La homofobia, como cualquier otra expresión de rechazo a las actividades antinaturales, se convierte en ocasiones en animadversión y odio irracional. Aquellas personas que no admiten identidad sexual diferente a la heterosexual ven en los individuos homosexuales una imagen degradada de esos instintos naturales. Instintos sexuales que desde la perspectiva moral heterosexual brindan al ser humano uno de los mayores placeres, al mismo tiempo que cumple la función de preservar la especie.
Los homofóbicos expresan total enojo, rechazo a esta conducta, que aunque antinatural ha estado presente a lo largo de la historia de la humanidad. Desde los tiempos antes de Cristo la homosexualidad era notable, grandes hombres manifestaron esta inclinación. Guerreros, pensadores y artistas no la ocultaron. Sócrates unió la pasión con la poesía y la filosofía; Safa, poetisa de la edad media, marcó el inicio del lesbianismo; el gran genio militar Alejandro Magno, al mismo tiempo que demostraba su valor en la guerra sucumbía ante la pasión por jóvenes; los genios del arte Leonardo da Vinci y Miguel Ángel se inclinaron ante sus instintos homo.
Hoy, esa expresión se hace más visible y la sociedad la acepta. Aunque muchos no la compartan. En Colombia se está dando la controversia por la aprobación, en primer debate en la Comisión I del Senado, de la unión civil de homosexuales. En este camino, el país se pone a la vanguardia en Latinoamérica. El año pasado, se radicó el proyecto de ley para crear el pacto de unión civil que vaya a igualar o a regularizar las relaciones patrimoniales, alimenticias, de socorro y de seguridad social entre parejas heterosexuales como homosexuales.

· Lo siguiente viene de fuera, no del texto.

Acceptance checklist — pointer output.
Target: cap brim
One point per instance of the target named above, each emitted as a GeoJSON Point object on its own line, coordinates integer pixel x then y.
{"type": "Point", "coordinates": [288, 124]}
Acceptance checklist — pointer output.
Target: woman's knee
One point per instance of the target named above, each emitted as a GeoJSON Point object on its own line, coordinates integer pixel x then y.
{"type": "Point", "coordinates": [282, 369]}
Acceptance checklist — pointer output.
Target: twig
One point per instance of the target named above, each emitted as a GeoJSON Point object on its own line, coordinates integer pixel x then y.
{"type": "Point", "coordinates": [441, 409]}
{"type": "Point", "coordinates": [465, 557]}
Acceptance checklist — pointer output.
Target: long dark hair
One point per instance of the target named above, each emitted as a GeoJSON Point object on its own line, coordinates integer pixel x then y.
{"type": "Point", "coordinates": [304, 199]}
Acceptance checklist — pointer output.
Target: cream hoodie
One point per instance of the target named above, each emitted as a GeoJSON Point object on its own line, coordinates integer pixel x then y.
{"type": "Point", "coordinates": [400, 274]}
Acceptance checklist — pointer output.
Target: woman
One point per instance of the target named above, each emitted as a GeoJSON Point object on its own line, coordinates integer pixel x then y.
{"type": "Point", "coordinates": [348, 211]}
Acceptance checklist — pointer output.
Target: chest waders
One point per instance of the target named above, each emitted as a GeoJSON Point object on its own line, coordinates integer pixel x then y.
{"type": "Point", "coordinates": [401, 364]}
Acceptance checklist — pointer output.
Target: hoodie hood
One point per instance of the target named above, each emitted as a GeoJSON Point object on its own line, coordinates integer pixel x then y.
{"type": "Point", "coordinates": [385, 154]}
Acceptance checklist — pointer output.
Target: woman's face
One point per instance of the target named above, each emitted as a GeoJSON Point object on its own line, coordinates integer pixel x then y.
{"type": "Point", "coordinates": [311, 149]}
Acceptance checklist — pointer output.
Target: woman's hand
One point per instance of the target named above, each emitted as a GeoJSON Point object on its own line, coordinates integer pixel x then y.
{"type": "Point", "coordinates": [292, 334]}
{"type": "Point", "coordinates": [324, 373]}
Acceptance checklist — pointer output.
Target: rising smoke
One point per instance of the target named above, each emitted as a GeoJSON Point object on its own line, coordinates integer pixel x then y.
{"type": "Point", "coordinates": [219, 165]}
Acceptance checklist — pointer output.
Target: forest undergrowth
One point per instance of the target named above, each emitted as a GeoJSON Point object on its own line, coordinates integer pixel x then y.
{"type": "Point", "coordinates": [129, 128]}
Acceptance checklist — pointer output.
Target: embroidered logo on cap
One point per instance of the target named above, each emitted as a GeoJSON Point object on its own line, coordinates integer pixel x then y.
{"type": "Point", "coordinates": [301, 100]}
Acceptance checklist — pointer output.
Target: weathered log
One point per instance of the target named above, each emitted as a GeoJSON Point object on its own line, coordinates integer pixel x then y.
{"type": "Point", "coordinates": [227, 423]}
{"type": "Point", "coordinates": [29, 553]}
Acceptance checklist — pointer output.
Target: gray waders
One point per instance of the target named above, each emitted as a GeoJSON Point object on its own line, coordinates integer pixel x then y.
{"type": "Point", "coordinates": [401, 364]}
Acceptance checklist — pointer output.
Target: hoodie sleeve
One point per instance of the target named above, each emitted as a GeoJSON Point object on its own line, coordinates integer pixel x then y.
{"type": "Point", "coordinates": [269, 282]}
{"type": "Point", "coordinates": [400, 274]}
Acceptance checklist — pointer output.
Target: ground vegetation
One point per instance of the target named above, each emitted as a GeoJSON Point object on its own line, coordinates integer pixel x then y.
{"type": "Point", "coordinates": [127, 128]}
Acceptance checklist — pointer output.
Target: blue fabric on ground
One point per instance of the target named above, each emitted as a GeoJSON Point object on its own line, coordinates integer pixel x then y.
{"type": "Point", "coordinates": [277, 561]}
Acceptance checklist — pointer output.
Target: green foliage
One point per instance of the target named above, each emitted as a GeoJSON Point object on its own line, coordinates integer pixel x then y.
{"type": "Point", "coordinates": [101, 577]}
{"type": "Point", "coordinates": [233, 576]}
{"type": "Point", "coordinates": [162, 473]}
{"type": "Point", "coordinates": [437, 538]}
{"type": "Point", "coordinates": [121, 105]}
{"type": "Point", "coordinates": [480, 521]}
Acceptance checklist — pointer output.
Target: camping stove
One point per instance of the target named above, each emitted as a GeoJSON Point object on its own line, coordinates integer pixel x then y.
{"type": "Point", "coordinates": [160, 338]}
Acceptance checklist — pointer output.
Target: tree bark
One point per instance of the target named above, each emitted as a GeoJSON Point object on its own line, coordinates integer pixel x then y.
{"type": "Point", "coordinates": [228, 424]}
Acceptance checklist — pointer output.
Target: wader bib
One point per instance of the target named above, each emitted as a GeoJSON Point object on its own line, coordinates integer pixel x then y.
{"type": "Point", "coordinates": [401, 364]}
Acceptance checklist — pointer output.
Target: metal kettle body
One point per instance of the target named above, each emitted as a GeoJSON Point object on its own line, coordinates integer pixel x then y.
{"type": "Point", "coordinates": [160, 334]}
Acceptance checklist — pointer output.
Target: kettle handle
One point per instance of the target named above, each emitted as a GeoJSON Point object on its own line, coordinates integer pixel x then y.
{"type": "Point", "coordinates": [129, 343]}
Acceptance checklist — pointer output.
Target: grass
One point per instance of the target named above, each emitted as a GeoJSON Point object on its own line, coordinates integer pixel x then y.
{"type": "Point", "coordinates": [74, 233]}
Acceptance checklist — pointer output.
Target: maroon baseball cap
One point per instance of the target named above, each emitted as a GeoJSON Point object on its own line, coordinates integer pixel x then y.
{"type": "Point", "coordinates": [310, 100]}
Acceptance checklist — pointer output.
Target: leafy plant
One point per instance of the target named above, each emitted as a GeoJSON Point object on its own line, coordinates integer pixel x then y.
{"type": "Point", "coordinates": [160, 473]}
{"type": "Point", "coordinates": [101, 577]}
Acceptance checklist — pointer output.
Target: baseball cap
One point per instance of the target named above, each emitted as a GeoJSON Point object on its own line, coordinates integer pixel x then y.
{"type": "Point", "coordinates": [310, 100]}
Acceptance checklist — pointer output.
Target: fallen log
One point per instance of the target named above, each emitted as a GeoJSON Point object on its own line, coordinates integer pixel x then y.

A partir de allí, en el país han escuchado varios sectores a favor o en contra. La Procuraduría Nacional pidió la nulidad a la sentencia de la Corte que establece que a partir del 20 de junio del 2013 los homosexuales puedan casarse y que establece que es el Senado el que debe legislar. Según los detractores de esta determinación, la Corte se ha extralimitado en las funciones y ha sustituido la Constitución al cambiar la posición tradicional de la jurisprudencia señalando que la familia está en constante “evolución” y tiene “carácter maleable”.
Los opositores refuerzan esta posición teniendo en cuenta el artículo 113 del Código Civil, que establece la figura del matrimonio como la “unión entre hombre y mujer”. Sin embargo, la población homosexual colombiana ha tenido varias batallas legales ganadas como el derecho a afiliar a la pareja al régimen contributivo de salud, régimen especial de salud y el derecho a pensión de sobreviviente. Con este primer paso de aprobación, en el Senado, el 4 de diciembre, con 10 votos a favor, la mayoría de la bancada liberal, el partido de la U, el Polo y el Partido Verde, contra 5, especialmente de los conservadores, se pretende establecer una mayor democracia en temas espinosos y susceptibles para la población.
El respeto a la diferencia, es el bastón de liderazgo en esta lucha. Restan cuatro debates para ver si Colombia se pone a la par con la mayoría de países de la Unión Europea que han aprobado la unión civil. En Latinoamérica, Brasil, Argentina, Uruguay y Ciudad de México han adoptado este camino.
Un sendero que para el senador Roberto Gerlein, férreo opositor de este proyecto, marca el inicio de mayor degradación humana cuando por esta vía se abre paso otra lucha para las parejas homo: la adopción. Y este tema de extrema delicadeza sí dará polémica. La posición de Gerlein, con palabras duras, escuetas y gráficas, causó revuelo en la comunidad gay. Llama la atención la perspectiva bajo la cual mira la homosexualidad femenina con la masculina. Cuando expresa que la primera no es nada en comparación con la masculina que es “excremental”. ¿Abierto para el lesbianismo, pero cerrado totalmente al masculino? ¿Cómo estará el resto de los colombianos?